At the end of the year, many people on social media ask for podcast, music and book recommendations. There are top 10 lists galore.

So I help out, I make my recommendations, but no one ever checks them out.

Movie recommendations are easier of course, because the selection of available movies to watch is much more limited.

But the internet and niche culture has made it so the podcasts and music and books I really love appeal to me and my geeky communities, but not to everyone else.

No one else that I know personally listens to a 90 minute podcast about productivity on the Mac, for instance. Yet these podcasts are huge in the world of the people that share my particular form of geekery.

I assume what people are looking for in random top 10 lists are the mainstream material, the Serials, the Ariana Grandes. And friend to friend recommendations are important, but everyone is part of different communities with different micro interests. Most of my friendships are built on shared experiences. The overlapping communities are just a coincidental perk.

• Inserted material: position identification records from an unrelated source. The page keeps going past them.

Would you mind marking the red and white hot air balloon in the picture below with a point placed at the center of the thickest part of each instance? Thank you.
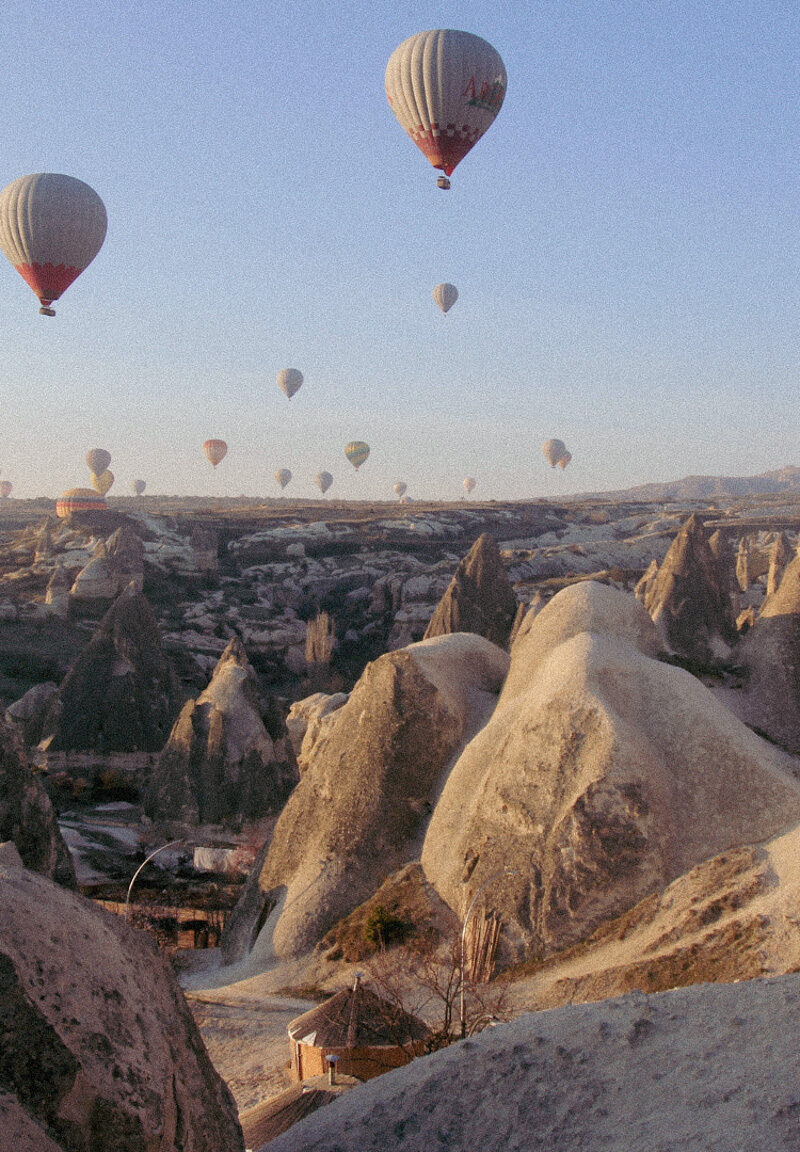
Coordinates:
(51, 228)
(445, 88)
(214, 451)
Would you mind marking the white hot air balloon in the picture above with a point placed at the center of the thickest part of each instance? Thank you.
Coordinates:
(51, 228)
(289, 380)
(553, 451)
(445, 88)
(445, 296)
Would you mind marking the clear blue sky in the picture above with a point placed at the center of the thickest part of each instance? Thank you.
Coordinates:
(625, 241)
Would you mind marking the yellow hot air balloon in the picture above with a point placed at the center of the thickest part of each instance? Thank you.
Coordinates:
(98, 460)
(289, 380)
(445, 88)
(445, 296)
(103, 482)
(51, 228)
(214, 451)
(356, 452)
(553, 451)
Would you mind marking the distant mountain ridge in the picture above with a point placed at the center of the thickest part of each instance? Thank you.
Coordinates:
(707, 487)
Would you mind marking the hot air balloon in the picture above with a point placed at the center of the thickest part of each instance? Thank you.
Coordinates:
(445, 88)
(51, 228)
(553, 451)
(356, 452)
(214, 451)
(103, 482)
(289, 379)
(445, 296)
(98, 460)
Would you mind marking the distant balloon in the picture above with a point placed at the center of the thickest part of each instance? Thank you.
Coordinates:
(103, 482)
(289, 379)
(356, 452)
(553, 451)
(51, 228)
(445, 88)
(214, 451)
(98, 460)
(445, 296)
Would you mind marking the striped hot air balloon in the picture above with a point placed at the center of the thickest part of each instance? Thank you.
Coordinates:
(356, 452)
(445, 88)
(214, 451)
(98, 460)
(289, 380)
(445, 296)
(51, 228)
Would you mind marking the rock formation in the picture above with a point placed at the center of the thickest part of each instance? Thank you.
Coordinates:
(99, 1051)
(367, 793)
(770, 654)
(220, 760)
(27, 816)
(480, 598)
(602, 775)
(121, 694)
(687, 600)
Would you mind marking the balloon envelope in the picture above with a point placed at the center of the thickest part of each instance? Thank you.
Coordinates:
(553, 451)
(103, 482)
(51, 228)
(98, 460)
(289, 379)
(445, 296)
(214, 451)
(445, 88)
(356, 452)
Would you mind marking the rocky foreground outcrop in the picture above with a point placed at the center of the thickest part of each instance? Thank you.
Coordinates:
(480, 598)
(98, 1051)
(121, 695)
(27, 815)
(367, 791)
(220, 762)
(702, 1069)
(688, 598)
(602, 775)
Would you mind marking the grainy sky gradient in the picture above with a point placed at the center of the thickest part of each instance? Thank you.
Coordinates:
(625, 242)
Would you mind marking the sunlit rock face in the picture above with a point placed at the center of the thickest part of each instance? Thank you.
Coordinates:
(603, 774)
(99, 1051)
(368, 789)
(220, 759)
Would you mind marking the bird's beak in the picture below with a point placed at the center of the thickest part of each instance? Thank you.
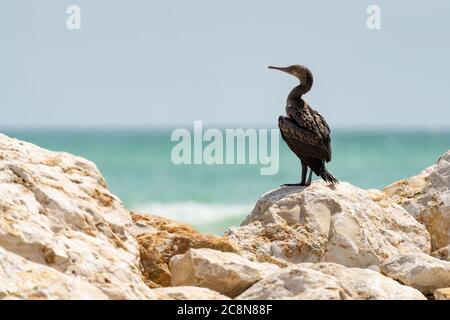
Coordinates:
(278, 68)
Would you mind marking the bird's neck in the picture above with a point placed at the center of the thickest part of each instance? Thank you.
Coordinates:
(305, 85)
(297, 93)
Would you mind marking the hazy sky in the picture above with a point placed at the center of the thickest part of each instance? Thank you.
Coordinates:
(168, 63)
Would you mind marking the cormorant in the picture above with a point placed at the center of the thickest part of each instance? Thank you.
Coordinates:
(304, 130)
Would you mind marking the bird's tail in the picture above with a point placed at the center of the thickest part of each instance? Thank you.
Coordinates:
(328, 177)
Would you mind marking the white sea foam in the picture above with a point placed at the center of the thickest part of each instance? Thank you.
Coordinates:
(196, 213)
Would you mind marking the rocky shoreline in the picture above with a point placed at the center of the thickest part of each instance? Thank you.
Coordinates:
(63, 235)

And perhaps people are hoping to find an overlap by scouting through lists. I’ve certainly done this. But it’s a bit like spelunking; you might come up empty handed.

But then I also have friendships that exist because we live in the same geeky universes. Because we both love pens, or macs, or OmniFocus, or productivity, or folk music, or magic. And those recommendations are gold.

So the question is: should we seek out the work that everyone has been listening to? Should we go for whatever is #1 on the charts?

Or do we think about what makes us unique and then find the work that was made specifically for people like us?